Schools are used to systems, insomuch as all the elements of the system need to work together.  The elements of the system which comprises the school itself – a school’s faith identity (or, in the case of a private school, the founder’s heritage), activities, curriculum, technology and surroundings – all must work together.  School leaders and staff are quite adept at ensuring these five elements work together, and it goes without saying that they all must be attended to simultaneously.  It would be difficult to find a school today that would suspend its curriculum for a week until every piece of technology in the school could be upgraded, or say let’s focus on creating a great basketball program, and only then create a rigorous and relevant curriculum to prepare students for to answer questions that have not been asked yet.  Similarly, the elements of Advancement – Development, Retention, Enrollment, Asset Management and Marketing – also need to work together at the same time.

So let’s look at that big problem you’re going to tackle. First, dedicate time to analyze the problem (for those of you keeping score, that’s “habit” number one – “Be Proactive”), and then, visualize your desired outcome (that’s number two – “Begin With the End in Mind”), and write down where you need to go. Then, start filling in the steps of how you need to get there. Once you do it for something that you really need to accomplish, continued patterned repetition will create the habit, so that successive “big problems” may not seem so big.

From 2003 through 2008, I worked with a group of 15 Catholic elementary schools. How did I do it? Breaking it down into 5 groups of 3 and 3 groups of 5 helped, then I prioritized relative to which group was the most in need of what needed to be done. If you’re trying to deal with a group of 50 to 100 schools, it’s easier to create groupings rather than try to tackle the whole thing at once. Archdioceses and Dioceses create Deaneries and Vicariate Regions so that parishes can be grouped and, perhaps, share resources to be better stewards of funds entrusted to them.  Most recently, Catholic schools in the Dioceses of Youngstown (Ohio), Erie (Pennsylvania) and Pittsburgh (Pennsylvania) began regionalizing to allow business functions of a school to be handled by a coordinating entity, so that the schools can focus on those things which make them remarkable educational environments.

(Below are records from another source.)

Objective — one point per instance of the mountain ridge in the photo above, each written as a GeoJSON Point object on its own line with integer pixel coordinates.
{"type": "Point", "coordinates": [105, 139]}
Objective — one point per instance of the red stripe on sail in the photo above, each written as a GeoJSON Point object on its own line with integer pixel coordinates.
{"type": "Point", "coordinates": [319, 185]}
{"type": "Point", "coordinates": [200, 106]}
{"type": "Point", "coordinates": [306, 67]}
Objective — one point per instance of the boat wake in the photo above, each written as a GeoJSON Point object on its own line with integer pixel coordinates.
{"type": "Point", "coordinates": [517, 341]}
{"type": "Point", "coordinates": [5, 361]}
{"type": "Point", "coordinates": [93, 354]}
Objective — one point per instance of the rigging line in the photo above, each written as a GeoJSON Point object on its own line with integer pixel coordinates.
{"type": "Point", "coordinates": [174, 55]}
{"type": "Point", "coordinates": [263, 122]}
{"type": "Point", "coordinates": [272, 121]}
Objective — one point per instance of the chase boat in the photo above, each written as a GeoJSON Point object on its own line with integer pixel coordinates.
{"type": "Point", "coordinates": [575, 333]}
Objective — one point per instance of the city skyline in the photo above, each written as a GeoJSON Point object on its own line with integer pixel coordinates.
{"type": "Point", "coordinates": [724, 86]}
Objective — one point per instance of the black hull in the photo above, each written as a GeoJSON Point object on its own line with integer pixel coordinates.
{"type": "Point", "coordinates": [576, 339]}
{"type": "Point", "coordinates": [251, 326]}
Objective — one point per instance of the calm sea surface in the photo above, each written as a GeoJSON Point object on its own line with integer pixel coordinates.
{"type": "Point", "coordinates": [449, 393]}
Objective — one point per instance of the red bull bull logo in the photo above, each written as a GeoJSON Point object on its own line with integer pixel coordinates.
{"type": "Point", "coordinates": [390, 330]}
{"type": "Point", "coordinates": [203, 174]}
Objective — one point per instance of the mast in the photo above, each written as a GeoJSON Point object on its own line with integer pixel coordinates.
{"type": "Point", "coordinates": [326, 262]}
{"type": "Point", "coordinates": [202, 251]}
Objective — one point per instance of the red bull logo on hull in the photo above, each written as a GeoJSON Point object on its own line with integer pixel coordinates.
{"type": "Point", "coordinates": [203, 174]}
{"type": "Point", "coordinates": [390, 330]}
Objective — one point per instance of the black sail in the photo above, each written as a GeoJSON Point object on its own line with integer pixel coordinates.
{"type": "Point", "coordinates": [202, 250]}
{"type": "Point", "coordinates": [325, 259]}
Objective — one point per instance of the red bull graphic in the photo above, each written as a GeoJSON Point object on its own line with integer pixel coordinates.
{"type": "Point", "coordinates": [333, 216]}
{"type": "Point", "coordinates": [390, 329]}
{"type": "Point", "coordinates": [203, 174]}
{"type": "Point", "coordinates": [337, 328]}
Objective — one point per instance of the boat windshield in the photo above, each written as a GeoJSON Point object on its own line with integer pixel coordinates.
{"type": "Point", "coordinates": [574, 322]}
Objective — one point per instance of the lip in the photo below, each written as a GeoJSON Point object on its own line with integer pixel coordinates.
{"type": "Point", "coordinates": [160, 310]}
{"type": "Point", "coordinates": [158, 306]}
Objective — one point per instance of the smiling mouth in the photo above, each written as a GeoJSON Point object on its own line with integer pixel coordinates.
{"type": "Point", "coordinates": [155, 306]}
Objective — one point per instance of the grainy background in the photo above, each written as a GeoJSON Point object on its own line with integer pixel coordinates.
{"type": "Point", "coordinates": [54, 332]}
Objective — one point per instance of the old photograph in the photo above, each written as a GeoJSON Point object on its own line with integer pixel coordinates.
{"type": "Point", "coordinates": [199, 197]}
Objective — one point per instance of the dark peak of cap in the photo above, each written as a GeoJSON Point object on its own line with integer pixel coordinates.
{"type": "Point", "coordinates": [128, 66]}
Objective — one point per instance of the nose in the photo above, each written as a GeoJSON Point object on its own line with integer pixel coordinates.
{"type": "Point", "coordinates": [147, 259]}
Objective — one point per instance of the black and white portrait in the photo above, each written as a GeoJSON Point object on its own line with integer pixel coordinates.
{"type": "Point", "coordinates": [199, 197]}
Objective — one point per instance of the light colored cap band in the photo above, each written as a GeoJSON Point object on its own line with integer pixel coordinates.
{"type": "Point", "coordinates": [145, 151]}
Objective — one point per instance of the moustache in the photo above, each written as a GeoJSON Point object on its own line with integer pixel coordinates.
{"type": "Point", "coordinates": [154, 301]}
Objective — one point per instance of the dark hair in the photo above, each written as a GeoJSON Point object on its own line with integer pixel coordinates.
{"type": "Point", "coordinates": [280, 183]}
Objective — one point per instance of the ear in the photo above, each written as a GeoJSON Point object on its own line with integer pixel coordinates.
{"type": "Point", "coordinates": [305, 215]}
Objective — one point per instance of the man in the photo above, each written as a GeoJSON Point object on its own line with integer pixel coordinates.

It’s interesting to compare this phenomenon to public schools. School districts throughout the country are looking for ways to break down their county-wide school districts – some with 20,000 students in each – to offer a more focused, “smaller” experience – creating “houses” where intramural sports and intra-house rivalries can lead to increased achievement. In other parts of the country, local school districts are feeling the pressures created by a tumultuous economy, and keep cutting teachers rather than exploring the potential of combining school districts. As more charter schools and online cyber learning environments along with diminishing tax bases begin to erode the financial foundation of the traditional public school model, the problems are akin to those big rocks in the jar.  Perhaps those problems are bigger than big rocks.  Perhaps they’re as large as an elephant.